Fewer single-specialty practices could result in less access to radiology services for patients, wrote a team led by Dr. Andrew Rosenkrantz of NYU Langone Medical Center in New York City.
"As large groups increase in attractiveness for new physicians, remaining smaller practices in rural or other underserved areas may have difficulty in recruiting new members, which may be particularly problematic for ensuring access to interventional radiologists and other radiology subspecialists," Rosenkrantz and colleagues wrote.
Physicians are practicing in a different environment today than they were a decade ago, and they now face pressure from the government and insurers to improve healthcare service quality, control costs, and coordinate care among their patients, according to the researchers. But how this trend toward consolidation is manifesting in radiology hasn't been clear.
To address the question, the group conducted a study to assess trends in U.S. radiology practice consolidation using data from 2014 to 2018 from the Medicare Physician Compare database. The team classified radiologists by largest practice affiliations and identified single-specialty radiology practices using practice names.
The team found considerable consolidation of the radiologist workforce in a relatively short timeframe. The number of smaller practices shrank, while the number of larger ones grew.
|Consolidation trends among individual radiologists
|1 to 2 members
|3 to 9 members
|10 to 24 members
|25 to 49 members
|50 to 99 members
|100 to 499 members
|More than 500 members
At the practice level, the team found the following:
- The percentage of all practices with 1 or 2 members decreased from 26.9% in 2014 to 22.8% in 2018.
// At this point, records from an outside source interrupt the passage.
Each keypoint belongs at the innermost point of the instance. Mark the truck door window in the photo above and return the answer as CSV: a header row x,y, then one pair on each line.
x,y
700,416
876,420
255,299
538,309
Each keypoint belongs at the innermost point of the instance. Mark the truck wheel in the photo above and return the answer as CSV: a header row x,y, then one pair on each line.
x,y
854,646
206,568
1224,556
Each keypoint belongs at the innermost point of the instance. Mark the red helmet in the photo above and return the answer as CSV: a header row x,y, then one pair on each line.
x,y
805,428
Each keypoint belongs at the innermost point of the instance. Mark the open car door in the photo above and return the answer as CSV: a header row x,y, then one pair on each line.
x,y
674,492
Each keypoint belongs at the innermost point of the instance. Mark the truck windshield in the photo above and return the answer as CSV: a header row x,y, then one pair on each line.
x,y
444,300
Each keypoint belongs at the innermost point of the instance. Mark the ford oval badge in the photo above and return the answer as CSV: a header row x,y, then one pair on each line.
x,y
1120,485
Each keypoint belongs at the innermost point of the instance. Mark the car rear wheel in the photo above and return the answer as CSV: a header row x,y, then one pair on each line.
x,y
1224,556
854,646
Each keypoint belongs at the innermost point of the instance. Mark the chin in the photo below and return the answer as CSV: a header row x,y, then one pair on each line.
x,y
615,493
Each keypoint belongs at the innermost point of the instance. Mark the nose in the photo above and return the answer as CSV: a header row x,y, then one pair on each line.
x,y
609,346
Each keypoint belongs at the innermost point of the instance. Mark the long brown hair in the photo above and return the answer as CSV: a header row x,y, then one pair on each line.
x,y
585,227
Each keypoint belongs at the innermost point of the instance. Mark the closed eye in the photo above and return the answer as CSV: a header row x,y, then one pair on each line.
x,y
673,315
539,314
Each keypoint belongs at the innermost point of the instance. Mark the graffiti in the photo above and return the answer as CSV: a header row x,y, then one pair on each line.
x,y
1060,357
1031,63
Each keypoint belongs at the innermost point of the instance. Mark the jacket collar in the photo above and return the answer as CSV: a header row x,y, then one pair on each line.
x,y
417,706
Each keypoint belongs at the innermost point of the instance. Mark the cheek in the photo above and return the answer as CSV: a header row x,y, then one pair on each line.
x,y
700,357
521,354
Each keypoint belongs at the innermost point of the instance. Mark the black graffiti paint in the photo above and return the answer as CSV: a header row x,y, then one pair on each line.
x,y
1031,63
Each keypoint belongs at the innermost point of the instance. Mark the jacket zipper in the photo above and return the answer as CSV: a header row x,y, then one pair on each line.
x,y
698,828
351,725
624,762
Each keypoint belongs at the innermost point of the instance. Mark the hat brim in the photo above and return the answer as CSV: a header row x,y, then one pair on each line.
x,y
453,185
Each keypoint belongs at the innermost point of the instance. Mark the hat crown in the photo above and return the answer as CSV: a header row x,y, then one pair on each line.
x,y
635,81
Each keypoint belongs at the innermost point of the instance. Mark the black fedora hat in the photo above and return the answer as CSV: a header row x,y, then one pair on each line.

- The percentage of all practices with 100 to 499 members increased from 7.6% in 2014 to 10.2% in 2018.
- The percentage of all practices with 500 members or more increased from 2.5% in 2014 to 4.1% in 2018.
Single-specialty practices showed similar trends: Between 2014 and 2018, the percentage of radiologists affiliated with single-specialty practices declined 21.2%, from 2,812 to 2,216.
It's true that larger groups can access operational and financial benefits from economies of scale, find greater access to capital and technology, and more easily participate in population-based care and alternative practice models, as well as federal and private payor value-based payment programs, Rosenkrantz and colleagues noted.
But it's not clear whether consolidation actually improves quality, cost, or access to care. That's why it's important to carefully assess the effects of consolidation, according to the researchers.
"Further investigation is required regarding the impact of radiology practice consolidation on patient-centered outcomes," the team concluded.